My match-ups would be:
McCaffrey – McLoughlin: McLoughlin has the nous and the speed to watch McCaffrey, and the guile to outwit him. McCaffrey also packs less of a tackle, which is important for a smaller man like McLoughlin.
Brennan/O’Sullivan – Dillon: Loose marking = playermaker heaven. Also doesn’t go forward too much so less tracking back to do for older legs.
McCarthy – Higgins: Higgins will need to be 45-45, and McCarthy, while solid, isn’t Dublin’s biggest threat. Therefore Higgins nominally here.
Connolly – Keegan: Can mark tightly and rile up Connolly. Has the physique to match Connolly and Connolly won’t relish tracking Keegan all day. Will leave Connolly further from goal where he can’t cause damage.
Kilkenny – Vaughan: Kilkenny is overrated, but since Vaughan is loose, could be a risk. However, it works both ways as Kilkenny will be loose when Vaughan goes forward. See how this one develops and act accordingly.

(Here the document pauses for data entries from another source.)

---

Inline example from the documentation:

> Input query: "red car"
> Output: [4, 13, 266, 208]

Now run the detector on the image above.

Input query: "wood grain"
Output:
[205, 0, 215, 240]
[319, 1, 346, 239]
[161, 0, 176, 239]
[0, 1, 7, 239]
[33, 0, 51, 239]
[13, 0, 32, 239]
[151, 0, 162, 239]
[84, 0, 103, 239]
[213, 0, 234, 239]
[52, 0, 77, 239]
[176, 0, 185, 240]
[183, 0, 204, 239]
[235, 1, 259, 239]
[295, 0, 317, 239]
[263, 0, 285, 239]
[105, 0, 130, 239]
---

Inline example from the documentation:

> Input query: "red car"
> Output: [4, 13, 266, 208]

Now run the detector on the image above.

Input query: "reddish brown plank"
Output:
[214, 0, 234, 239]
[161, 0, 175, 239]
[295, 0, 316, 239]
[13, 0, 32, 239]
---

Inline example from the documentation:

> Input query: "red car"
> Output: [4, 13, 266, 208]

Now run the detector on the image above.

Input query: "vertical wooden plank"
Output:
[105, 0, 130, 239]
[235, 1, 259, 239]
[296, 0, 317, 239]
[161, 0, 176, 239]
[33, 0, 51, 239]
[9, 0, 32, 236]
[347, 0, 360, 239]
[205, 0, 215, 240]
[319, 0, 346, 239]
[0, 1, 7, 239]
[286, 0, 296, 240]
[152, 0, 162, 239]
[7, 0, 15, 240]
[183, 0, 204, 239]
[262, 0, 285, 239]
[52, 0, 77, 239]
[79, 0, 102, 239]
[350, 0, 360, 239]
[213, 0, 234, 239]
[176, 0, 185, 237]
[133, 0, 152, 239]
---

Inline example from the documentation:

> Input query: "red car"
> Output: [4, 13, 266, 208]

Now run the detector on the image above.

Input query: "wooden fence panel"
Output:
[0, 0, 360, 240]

Flynn – Boyle: Needs to be stuck to like glue, and tackled properly. Boyle is the man for this challenge and will get stuck in on him whether it’s in defence or if Flynn is trying to collect a short kickout.
Brogan – Cunniffe: I’ve gone for Cunniffe as Cafferkey is playing poorly and didn’t play well on him in most recent encounters. Cunniffe can match him for physique and Brogan won’t track him if Cunniffe bombs forward.
Mannion – Cafferkey: Mannion always stays in close to goal, and, while a tidy footballer, is inexperienced. This suits Cafferkey who, if he plays well and stays on Mannion’s left foot, should be able to break him.
Andrews – Barrett: Barrett is a tenacious man-marker who is also good at winning breaking ball. Will be good for following Andrews out around the middle, especially since we know he can break forward as well.
None of this mentions the midfield battle. The O’Sheas just need to outperform Macauley and O’Sullivan/Bastick, simple as. Tight on their kickouts, supreme on ours, link the play, stop Dublin running out of defence.
As for our full-forward line, Freeman is the only known – it’s unknown what combination of O’Connor, Moran, Conroy, Doherty, Varley or Coen will play. I’d be tempted to start Moran and O’Connor and sub them when necessary, even if this is early. Be out in front, receive the ball cleanly, give it to a runner or make a move, drift away and bang it over the bar. That’s what needs to be done, regardless of who is there. As for the frees, who knows?
Variables and conclusion
Regards the Dublin bench, if Rock comes on, Cafferkey should take him, as he’s not very mobile. If McManamon comes on, Barrett should take him. On the Mayo bench, Carolan and Feeney as well as Conroy (if he is not starting) should be certain to come on. Barry Moran and Shane McHale have also played well the last three times we played Dublin and could be in line for an appearance.
James Horan on the line needs to adapt, see problems before they happen and engage in real-time problem solving like there’s no tomorrow. And make changes that force the Dubs on the back foot and have them to think about how they are going to cope with us, and not the other way around.
As for the fans, we need to outshout the Dubs, fly our flags in a sea of green and red, not only silence but take the Hill and influence the sideline officials as much as possible.
Mayo have it within them to beat Dublin, and vice versa. If Mayo get it right tactically and perform on the day, then we should come out as All-Ireland Champions. There is no alternative.